We moved along the scale
living our own lives,
made separate, but never split,
by time’s long division.
We remained a stable number
that certainly would last:
whatever we had become
we began with simple hearts.
But suddenly one friend is cancelled out
and the long subtraction starts.
Commentary: This poem appears in Hartnett’s collection, Selected and New Poems, published by The Gallery Press in 1994. However, it first appeared in a commemorative booklet published by the Courteney Boys School in 1992. Mike O’Donoghue, then Principal of the Courteney Boys School, Hartnett’s old alma mater, had asked the poet for a poetic contribution and he was rewarded with this beautiful poem which arrived by post on 7th April 1992.

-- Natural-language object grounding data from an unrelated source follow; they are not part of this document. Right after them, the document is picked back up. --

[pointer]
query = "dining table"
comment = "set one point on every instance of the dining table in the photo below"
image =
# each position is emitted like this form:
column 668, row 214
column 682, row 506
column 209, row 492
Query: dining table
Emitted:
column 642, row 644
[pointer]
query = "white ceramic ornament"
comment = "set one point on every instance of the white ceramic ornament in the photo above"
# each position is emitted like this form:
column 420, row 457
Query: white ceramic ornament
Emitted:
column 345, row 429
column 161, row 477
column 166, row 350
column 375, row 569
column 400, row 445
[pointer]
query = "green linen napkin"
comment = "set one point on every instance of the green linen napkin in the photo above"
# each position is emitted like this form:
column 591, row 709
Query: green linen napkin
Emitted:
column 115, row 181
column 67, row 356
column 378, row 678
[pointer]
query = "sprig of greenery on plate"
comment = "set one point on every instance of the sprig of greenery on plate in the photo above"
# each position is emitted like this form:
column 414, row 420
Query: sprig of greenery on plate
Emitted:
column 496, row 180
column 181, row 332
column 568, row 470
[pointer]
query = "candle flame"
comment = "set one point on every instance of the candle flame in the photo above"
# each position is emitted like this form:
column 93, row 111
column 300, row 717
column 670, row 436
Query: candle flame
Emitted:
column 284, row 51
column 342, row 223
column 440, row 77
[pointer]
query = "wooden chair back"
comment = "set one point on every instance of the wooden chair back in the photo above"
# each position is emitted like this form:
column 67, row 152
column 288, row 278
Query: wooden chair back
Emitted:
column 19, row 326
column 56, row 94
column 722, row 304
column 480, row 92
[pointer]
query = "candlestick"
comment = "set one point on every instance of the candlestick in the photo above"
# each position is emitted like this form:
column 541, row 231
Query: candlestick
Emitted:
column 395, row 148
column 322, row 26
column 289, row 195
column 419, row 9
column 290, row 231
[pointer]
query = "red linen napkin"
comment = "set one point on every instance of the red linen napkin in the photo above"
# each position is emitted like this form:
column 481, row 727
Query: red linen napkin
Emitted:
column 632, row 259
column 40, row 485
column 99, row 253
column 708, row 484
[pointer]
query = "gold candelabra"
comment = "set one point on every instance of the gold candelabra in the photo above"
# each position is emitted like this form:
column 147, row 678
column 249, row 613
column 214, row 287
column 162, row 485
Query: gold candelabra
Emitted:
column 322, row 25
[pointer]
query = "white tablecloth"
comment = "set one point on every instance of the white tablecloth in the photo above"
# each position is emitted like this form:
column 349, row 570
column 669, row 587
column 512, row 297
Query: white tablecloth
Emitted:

Michael Hartnett wrote a number of beautiful poems about significant friends and relations who had died. These poems were the equivalent of the more traditional Mass Cards given to the family of the bereaved in Ireland. These poems were often handed to members of the bereaved family in the days and weeks following the funeral by the poet himself, often handwritten on loose pages from Hartnett’s own notebooks. He saw this as part of a sacred duty, part of a poetic pact he had made with ‘his people’ in Maiden Street and Assumpta Park in the town. In Maiden Street Ballad he tells us:
a poet’s not a poet until the day he
can write a few poems for his people
Many of these poems written on loose pages are still treasured by the lucky recipients, as treasured as the more conventional memorial cards which were traditionally printed after the loss of a loved one.
This poem ranks highly with those already written for his little three-year-old sister, Patricia, who died on May 10th in 1952 when Michael was ten (‘How goes the night, boy?…’) and his lament ‘For Edward Hartnett’, written for his infant brother Edmond P. Harnett, who was born on 12th October 1942 and died on 29th November 1942 – infant mortality was very high during those harsh war years. We also remember his beautiful poem, ‘Death of an Irishwoman’, composed for his grandmother Bridget Halpin and also the poignant ‘Epitaph for John Kelly, Blacksmith’ – a handwritten copy of which hangs proudly in Sean Kelly’s home to this day.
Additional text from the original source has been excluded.